People think it’s important

Where the path is located in the URL? Many SEOs believe that subdomains are treated as separate domains.  But the truth is more complicated. Anyone that incorporates subdomains as a main part of their site will likely have them treated as part of the site. However, if you’re not treating the subdomains as part of your main website. Read as not connecting them with internal links), then they may be treated as separate. The same is true for subdirectories. If you don’t treat them as part of the same site, Google may not either. Gary Illyes confirmed this at Pubcon in 2023. He said it’s not common on the English web, but it is in other languages.

A little history lesson

SEOs abused this. Google closed this loophole in one of the old domain/host clustering updates. These days, subdomains are likely to be treated as part of.  The same website if they appear to be part of the same website. Even sitelinks include links to subdomains. I can give you countless examples where various subdomains show as sitelinks for.  The brand—Github, LinkedIn, Google, Amazon, Microsoft, Yahoo, Netflix, Walmart, etc.
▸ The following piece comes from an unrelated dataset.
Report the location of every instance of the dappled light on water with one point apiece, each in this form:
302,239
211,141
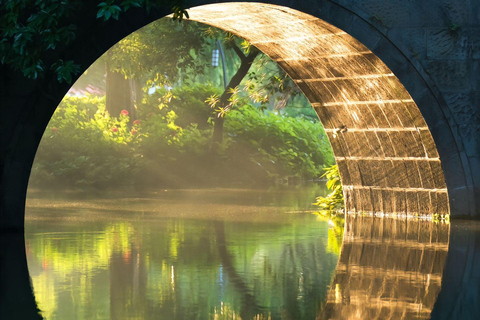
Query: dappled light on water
211,254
Therefore SEO case studies. Let’s look at one of those case studies and what I see. Using Top Pages 2.0 in Site Explorer, you can click and drag on the history chart to see.  The difference between any two dates. In the case of mention.com, they migrated from a subdomain to a subdirectory in January 2016. I really don’t see any difference in that period. It’s only after that when they started adding additional content that I see their traffic growing.